While researching online for this article, I searched for the date when telephone service first came to Mendocino County. All sorts of hits came up, but alas, they addressed the issue of cellular service! Much of Mendocino County is still known for its remoteness, and one website actually stated that residents and visitors alike can tell when they’ve entered the confines of the county by the disappearance of their signal bars (depending on the service provider). As all serious students of history know, the more things change, the more they remain the same.
The first telephones were used on the West Coast in 1877. Telephone service to the “outside world” came to Mendocino as early as (or late as, depending on one’s perspective) 1897, according to Mendocino City: A Daily Journal. The entry for September 28 of that year says, “Calls could, and were, made to San Francisco and elsewhere about the State. There were some difficulties for a short time, as everyone wanted to try the system.”
Three days prior, on September 25, 1897, there was a notice in the Mendocino Beacon that Frank Bell, general manager of the Sunset Telephone Company, was in town during the week. Perhaps he was involved in the advent of long distance service touted by the Beacon. The Sunset Telephone and Telegraph Company incorporated in 1883 and later was acquired by Pacific Telephone and Telegraph Company in 1906. Those of sufficient age remember “Pac Bell,” which is now AT&T.

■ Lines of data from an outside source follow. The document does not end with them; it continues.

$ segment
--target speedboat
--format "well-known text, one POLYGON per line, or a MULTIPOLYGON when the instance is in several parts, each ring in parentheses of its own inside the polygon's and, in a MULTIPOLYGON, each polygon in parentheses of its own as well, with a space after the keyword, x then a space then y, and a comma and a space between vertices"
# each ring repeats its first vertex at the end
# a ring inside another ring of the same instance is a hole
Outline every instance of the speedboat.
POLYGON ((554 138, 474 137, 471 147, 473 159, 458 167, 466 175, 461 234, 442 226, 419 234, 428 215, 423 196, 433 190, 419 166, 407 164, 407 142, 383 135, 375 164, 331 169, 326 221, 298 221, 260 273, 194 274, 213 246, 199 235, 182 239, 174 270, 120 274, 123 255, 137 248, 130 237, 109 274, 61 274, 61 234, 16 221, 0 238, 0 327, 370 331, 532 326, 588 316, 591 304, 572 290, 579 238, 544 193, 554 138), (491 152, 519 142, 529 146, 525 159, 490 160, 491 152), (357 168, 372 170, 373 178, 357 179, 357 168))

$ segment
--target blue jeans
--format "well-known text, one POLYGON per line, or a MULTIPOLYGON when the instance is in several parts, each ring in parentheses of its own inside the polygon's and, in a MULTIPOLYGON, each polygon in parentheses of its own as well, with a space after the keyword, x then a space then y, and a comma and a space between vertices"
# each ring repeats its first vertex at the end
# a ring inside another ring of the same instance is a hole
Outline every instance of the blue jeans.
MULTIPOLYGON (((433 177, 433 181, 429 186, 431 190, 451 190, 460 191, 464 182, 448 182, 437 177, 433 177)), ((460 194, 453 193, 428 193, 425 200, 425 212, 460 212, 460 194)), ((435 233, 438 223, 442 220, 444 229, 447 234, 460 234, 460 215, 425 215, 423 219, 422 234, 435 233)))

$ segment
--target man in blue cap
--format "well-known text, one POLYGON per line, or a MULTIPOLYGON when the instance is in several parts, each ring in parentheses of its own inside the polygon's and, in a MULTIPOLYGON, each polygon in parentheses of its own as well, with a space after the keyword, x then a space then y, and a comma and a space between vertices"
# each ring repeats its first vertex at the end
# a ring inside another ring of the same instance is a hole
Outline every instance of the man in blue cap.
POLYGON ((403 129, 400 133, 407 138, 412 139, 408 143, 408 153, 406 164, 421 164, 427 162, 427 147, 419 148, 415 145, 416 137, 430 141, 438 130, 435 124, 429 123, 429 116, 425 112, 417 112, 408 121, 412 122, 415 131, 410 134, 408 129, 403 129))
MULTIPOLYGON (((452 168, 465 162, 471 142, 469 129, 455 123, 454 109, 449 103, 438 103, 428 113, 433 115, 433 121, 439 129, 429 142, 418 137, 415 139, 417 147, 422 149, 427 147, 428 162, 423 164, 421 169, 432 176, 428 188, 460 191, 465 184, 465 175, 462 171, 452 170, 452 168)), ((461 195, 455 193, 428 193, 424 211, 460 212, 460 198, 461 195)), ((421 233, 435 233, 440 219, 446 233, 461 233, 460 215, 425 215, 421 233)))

More locally, there had also been the California Telephone and Light Company, Inc. formed in November of 1911, as a consolidation of the following: Russian River Light & Power Co.; Northwestern Electric Co.; Sonoma Valley Light & Power Co.; Clear Lake Consolidated Telephone & Telegraph Co.; and Healdsburg Telephone Co.
In June of 1913, the California Railroad Commission authorized the issuing of bonds worth $75,000, and $50,000 of preferred stock, to purchase the Cloverdale Light & Power Co.. That company supplied light and power in Sonoma and Mendocino counties and telephone service in Sonoma, Napa, Lake and Mendocino counties. There were 2,041 telephone subscribers and 2,100 electrical subscribers. Nearly 500 miles of telephone pole line had been strung while 293 miles of electrical pole line served subscribers. People wishing to invest in public utilities consulted Poor’s Manual of Public Utilities; Street, Railway, Gas, Electric produced by A. B. Leach and Co., Investment Securities, University of California. These data come from the 1915 edition.
By about 1920, when this beguiling photograph of Fort Bragg resident Ruth Bolden was taken, the kinks in the wired system had been mostly worked out. And to this day, we still love our ’phones!
Photograph: Ruth Bolden makes a connection.